A l’occasion d’un jugement de la Cour européenne des Droits de l’Homme du 6 novembre 2017 dans l’affaire Garib vs Pays-Bas, nous voudrions mettre en évidence une des opinions dissidentes, celle du Juge Paulo Pinto de Albuquerque, auquel se rallie le Juge Faris Vehabović, en ce qu’elle ouvre des voies nouvelles.
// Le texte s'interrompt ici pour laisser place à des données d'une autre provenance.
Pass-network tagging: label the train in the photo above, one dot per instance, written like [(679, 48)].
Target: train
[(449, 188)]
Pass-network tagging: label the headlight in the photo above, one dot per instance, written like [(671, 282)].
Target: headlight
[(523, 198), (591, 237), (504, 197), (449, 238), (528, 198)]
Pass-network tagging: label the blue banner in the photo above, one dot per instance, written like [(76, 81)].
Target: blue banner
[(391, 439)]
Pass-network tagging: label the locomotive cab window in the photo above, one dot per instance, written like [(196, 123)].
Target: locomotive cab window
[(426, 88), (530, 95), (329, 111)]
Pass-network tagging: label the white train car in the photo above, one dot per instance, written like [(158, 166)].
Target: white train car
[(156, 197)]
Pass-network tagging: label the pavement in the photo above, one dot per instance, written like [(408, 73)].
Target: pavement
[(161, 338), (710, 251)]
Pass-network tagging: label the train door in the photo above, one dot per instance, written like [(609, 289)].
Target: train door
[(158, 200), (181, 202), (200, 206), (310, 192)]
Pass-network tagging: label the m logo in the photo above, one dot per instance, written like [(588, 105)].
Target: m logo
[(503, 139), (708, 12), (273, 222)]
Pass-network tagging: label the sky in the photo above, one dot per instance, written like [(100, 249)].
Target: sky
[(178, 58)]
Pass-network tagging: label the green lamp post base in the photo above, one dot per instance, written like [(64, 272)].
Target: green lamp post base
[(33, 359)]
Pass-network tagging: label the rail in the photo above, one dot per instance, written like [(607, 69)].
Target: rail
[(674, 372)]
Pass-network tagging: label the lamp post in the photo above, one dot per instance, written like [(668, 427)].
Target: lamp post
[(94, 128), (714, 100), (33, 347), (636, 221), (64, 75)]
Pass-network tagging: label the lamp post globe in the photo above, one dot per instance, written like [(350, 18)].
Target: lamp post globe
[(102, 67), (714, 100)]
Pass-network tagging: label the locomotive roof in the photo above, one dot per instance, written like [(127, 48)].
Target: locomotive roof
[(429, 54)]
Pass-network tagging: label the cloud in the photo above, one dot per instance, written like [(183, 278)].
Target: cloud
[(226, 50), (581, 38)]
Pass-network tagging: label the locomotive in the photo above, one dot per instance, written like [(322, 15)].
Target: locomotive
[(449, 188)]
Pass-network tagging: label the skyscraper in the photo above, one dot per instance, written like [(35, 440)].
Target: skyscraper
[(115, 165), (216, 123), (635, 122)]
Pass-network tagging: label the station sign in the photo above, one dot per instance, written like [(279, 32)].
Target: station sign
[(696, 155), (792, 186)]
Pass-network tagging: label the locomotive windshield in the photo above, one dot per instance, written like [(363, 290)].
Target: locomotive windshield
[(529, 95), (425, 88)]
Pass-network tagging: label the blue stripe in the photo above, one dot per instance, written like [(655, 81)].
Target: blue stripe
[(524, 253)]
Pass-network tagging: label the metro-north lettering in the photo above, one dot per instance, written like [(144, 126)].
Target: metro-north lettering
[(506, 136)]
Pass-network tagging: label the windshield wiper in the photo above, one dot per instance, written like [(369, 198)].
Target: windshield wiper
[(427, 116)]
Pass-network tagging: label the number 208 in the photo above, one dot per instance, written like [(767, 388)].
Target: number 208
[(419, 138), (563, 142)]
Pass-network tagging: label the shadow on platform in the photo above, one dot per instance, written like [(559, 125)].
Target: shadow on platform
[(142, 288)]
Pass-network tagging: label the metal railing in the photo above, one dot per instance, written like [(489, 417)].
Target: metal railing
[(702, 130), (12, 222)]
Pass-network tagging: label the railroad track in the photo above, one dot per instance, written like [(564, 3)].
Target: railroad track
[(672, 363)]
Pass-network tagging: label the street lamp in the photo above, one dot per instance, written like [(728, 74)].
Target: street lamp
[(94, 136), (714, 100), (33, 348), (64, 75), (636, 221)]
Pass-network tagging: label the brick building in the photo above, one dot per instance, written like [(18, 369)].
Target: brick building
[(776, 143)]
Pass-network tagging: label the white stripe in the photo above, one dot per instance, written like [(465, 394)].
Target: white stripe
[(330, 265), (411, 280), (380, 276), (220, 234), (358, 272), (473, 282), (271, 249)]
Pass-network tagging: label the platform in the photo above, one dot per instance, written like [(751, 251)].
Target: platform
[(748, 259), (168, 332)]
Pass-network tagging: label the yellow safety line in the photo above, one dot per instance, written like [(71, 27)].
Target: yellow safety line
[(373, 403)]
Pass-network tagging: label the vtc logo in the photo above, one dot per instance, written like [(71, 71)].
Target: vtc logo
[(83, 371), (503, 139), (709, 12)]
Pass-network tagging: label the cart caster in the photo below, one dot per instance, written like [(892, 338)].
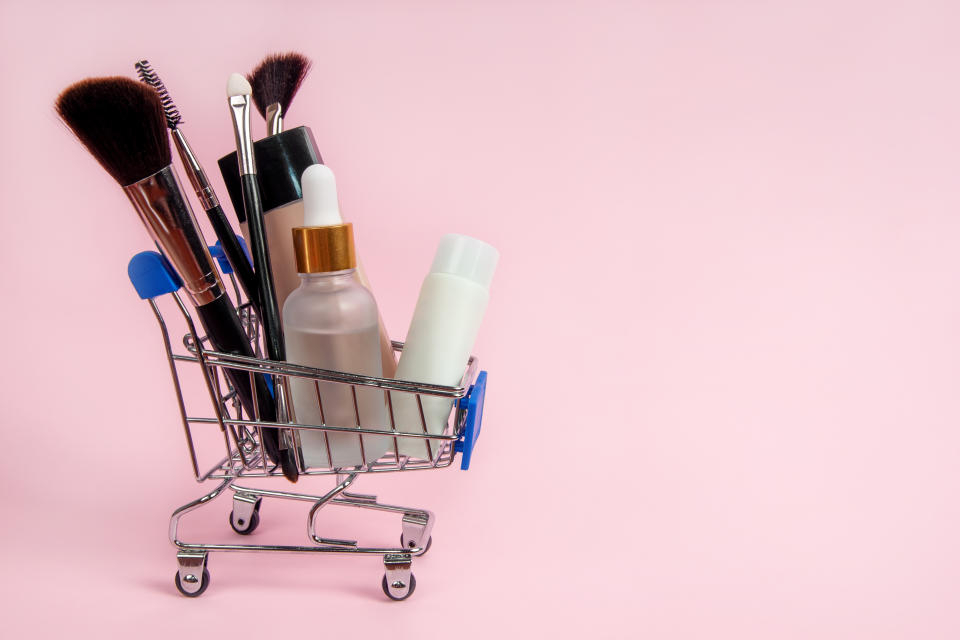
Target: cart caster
[(398, 589), (190, 566), (204, 583), (398, 582), (409, 543), (245, 516)]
Le Juge Pinto de Albuquerque rappelle ainsi les faits : « Dans cette affaire, la requérante, mère célibataire de deux enfants, s’est vu, en application de la loi sur les mesures spéciales pour les agglomérations urbaines, dite « Rotterdamwet », refuser l’autorisation de résidence nécessaire à son emménagement dans un appartement plus grand dans le quartier dans lequel elle résidait. Cette législation adoptée par les autorités néerlandaises visait, selon le Gouvernement, à remédier aux troubles sociaux dans les quartiers les plus défavorisés en y encourageant la mixité sociale, dans un objectif de « dé-ghettoïsation ». Elle permettait aux autorités de soumettre l’emménagement dans certaines zones, dont le quartier de Tarwewijk dans lequel vivait la requérante, à la délivrance d’une autorisation de résidence, qui était conditionnée à la perception d’un certain niveau de revenus tirés du travail. (…) ».
La Cour a néanmoins considéré que le droit de choisir sa résidence (art. 2 du protocole n°4) n’a pas été violé, pour toute une série de raisons, dont la mise en balance des besoins individuels et des intérêts de la population locale. Cette conclusion sur la non-violation confirmait l’arrêt de la première chambre.
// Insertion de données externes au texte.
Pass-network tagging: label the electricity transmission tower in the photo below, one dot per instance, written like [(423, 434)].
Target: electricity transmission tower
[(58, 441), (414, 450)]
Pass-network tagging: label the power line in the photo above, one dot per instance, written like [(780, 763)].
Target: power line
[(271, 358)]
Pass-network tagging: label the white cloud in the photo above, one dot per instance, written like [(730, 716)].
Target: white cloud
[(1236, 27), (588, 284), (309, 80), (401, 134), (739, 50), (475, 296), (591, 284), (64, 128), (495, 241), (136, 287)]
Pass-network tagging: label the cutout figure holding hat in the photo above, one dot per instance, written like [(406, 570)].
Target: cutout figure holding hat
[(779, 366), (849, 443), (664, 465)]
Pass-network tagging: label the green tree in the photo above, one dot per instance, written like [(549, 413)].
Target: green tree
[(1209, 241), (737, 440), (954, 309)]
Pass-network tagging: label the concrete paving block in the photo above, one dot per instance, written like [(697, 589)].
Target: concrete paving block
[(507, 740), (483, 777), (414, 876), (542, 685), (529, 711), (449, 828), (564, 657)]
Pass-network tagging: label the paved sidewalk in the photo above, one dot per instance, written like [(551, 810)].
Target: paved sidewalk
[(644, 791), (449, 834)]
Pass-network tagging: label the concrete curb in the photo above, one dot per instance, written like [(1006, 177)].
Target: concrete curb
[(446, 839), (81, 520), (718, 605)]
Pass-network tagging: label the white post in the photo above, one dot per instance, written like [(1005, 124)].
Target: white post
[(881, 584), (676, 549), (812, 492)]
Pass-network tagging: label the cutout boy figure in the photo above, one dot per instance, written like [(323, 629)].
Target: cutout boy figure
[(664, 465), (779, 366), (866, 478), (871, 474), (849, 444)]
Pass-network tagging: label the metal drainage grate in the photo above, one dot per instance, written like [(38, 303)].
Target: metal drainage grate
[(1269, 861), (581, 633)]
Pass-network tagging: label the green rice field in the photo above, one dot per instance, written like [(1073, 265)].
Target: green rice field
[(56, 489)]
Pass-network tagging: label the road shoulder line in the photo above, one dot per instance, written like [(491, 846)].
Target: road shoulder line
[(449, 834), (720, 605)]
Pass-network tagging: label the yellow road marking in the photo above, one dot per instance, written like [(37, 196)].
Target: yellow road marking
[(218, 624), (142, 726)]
Analysant les législations et le jugement rendu, le Juge Pinto de Albuquerque affirme que la Convention doit placer l’individu au coeur de son raisonnement et que « les traités relatifs aux droits de l’homme doivent être interprétés de la manière qui protège le mieux les droits et libertés qui s’y trouvent inscrits. Il y a donc lieu en définitive de sélectionner l’interprétation des droits la plus favorable à l’individu. » Il s’appuie entre autres sur les Principes directeurs sur l’extrême pauvreté et les droits de l’homme et sur le livre blanc « Discrimination et pauvreté – Livre blanc : analyse, testings et recommandations », ATD Quart Monde, octobre 2013.
En plus d’une analyse sur la non-proportionnalité de l’atteinte au droit de la requérante, il développe un argumentaire sur la discrimination des individus en raison de leur précarité sociale, prenant notamment comme point de départ la définition de Joseph Wresinski, telle qu’elle apparaît dans le Rapport Grande Pauvreté et précarité économique et sociale (CESE, 1987), reprise dans celui sur les « droits de l’homme et l’extrême pauvreté » présenté par le Rapporteur spécial, M. Leandro Despouy, et adopté par la Commission des droits de l’homme (ONU) à Genève, en 1996.
Il développe également un argumentaire sur la discrimination indirecte (abordée par la Cour en particulier dans l’affaire D.H. et autres vs République Tchèque) et sur la discrimination intersectionnelle qui recherche les « intersections », les « croisements » de plusieurs discriminations.
Cette opinion constitue une source intéressante de réflexion pour la construction et la mise en œuvre d’un critère de discrimination pour raison de précarité économique et sociale.